Mich machte das so wütend, dass sie dazu nichts weiter sagten, als zu nicken.
Wütend rannte ich in mein Zimmer und griff nach meiner Schultasche.
Ich würde hier keine Minute länger ausharren.
Bei diesen Verrätern.
Heuchlern.
So schnell ich konnte rannte ich aus der, zu meinem Glück noch nicht verschlossenen, Haustür.
Wenn meine Eltern mitbekommen haben, dass ich jetzt weg war, würde es nur Sekunden dauern, bis sie mich suchen würden.
Also rannte ich die Siedlung herunter.
In die Sternenklare Nacht hinein.
Ich rannte soweit, bis ich mir sicher sein konnte, dass mich niemand sehen würde.
In einer Straßengasse ließ ich mich die Wand runtergleiten und ließ die Tränen freien Lauf.
Ich weinte solange, bis nichts mehr kam.
Zwischen den Müllcontainern und Abfall, lugte ein kleiner Straßenhund hervor.
Ich streckte meine Hand aus, um ihn anzulocken, aber als das nicht funktionierte, holte ich noch das letzte Stückchen Brot aus meiner Tasche und lockte ihn so zu mir heran.

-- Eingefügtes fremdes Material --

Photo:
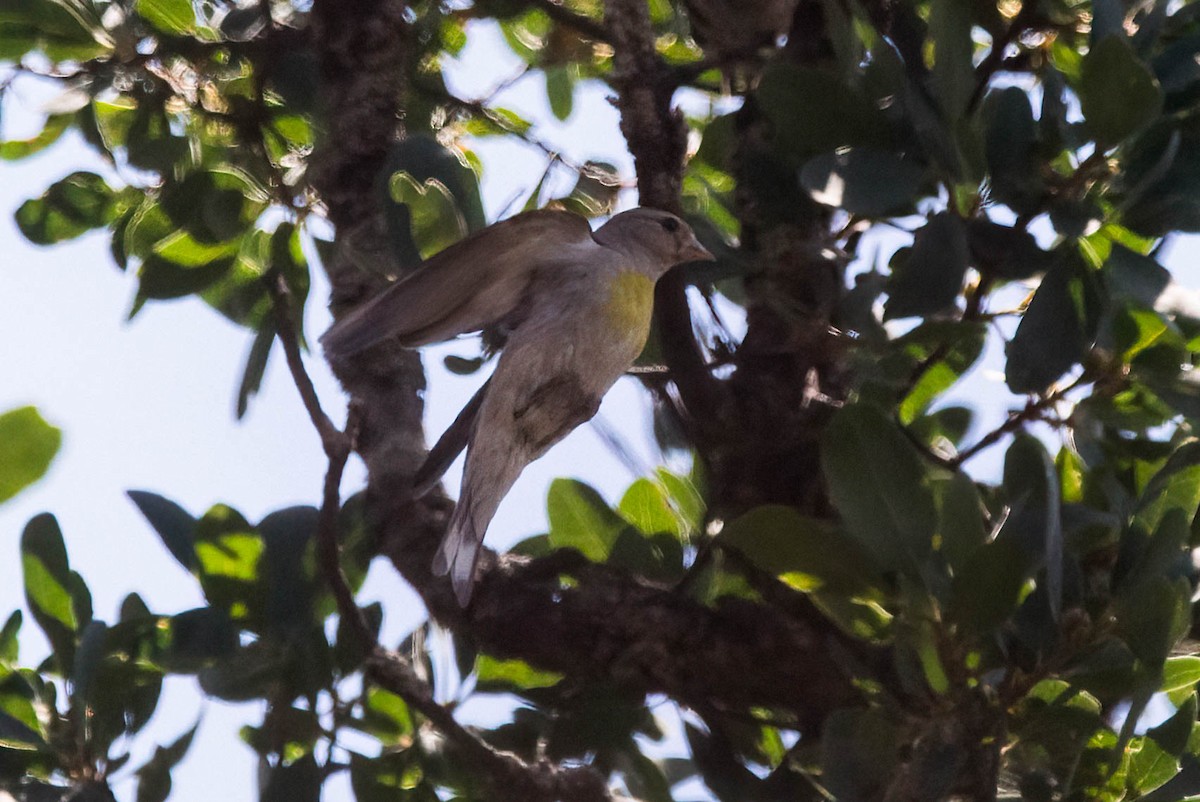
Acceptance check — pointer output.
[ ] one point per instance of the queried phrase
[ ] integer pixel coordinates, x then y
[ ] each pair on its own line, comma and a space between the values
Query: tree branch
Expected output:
658, 137
564, 16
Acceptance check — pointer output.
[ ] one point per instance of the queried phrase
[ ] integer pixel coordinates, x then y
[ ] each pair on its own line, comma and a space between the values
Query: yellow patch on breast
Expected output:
630, 305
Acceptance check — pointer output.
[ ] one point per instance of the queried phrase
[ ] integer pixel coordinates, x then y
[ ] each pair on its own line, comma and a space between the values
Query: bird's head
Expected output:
655, 239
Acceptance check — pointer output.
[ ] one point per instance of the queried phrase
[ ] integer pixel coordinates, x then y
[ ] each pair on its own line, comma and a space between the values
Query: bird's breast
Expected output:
629, 307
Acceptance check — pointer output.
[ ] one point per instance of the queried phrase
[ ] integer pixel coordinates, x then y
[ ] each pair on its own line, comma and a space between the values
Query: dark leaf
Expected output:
814, 112
805, 552
930, 277
173, 524
1011, 147
864, 181
71, 207
879, 484
858, 753
297, 782
48, 586
173, 17
1056, 330
1117, 91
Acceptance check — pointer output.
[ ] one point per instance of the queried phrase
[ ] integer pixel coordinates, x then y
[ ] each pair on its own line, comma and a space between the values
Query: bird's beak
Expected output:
695, 252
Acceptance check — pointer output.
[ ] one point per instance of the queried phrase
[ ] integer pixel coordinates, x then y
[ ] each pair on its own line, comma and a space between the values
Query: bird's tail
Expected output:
459, 551
449, 446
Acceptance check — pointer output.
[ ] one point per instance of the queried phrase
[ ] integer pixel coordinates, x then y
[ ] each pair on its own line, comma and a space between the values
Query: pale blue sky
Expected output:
149, 405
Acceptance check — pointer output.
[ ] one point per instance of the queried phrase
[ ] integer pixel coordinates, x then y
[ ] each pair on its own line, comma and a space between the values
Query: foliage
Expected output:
1036, 160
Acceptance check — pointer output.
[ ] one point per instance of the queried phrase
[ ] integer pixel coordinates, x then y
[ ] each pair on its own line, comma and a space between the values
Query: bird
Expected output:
573, 309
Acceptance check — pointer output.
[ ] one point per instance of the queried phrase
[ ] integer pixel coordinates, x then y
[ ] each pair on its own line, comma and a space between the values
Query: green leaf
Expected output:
1181, 672
174, 17
1119, 94
1150, 765
647, 507
288, 568
559, 90
216, 205
28, 446
864, 181
813, 112
805, 552
930, 277
1056, 330
493, 674
63, 30
1131, 275
197, 638
943, 366
954, 78
154, 776
173, 524
10, 647
594, 192
387, 717
1005, 253
1152, 621
71, 207
581, 519
961, 526
1035, 519
52, 130
160, 279
424, 159
988, 586
858, 753
48, 586
1011, 150
256, 367
93, 648
687, 498
433, 215
228, 554
1175, 486
879, 484
1173, 734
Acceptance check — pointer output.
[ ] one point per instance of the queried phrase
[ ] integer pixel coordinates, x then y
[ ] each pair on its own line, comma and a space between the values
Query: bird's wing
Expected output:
471, 285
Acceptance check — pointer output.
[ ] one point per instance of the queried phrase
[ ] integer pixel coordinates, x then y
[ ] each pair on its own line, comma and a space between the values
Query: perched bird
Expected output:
575, 309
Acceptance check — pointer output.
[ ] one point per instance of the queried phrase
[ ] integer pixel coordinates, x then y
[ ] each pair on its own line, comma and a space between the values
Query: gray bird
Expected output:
575, 306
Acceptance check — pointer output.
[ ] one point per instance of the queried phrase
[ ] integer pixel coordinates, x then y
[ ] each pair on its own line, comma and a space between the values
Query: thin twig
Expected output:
1032, 411
507, 774
281, 305
564, 16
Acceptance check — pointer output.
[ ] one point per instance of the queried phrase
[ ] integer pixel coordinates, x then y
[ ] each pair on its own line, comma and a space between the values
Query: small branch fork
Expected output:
505, 774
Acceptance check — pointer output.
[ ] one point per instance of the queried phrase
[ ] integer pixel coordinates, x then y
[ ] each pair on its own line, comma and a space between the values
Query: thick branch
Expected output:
609, 626
658, 138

Es war ein kleiner weißer Bologneser.
Gierig fraß er das Stückchen.
Auch ich aß ein paar Bissen von dem Brot.
Also teilte ich mir mit ihm mein Abendessen.
Und tatsächlich schlich mir ein grinsen über das Gesicht, als der Hund sich zusammenrollte und den Kopf auf mein Knie legte.
Immerhin musste ich die Nacht nicht alleine verbringen.

Ohne die Dunkelheit könnten wir keine Sterne sehen.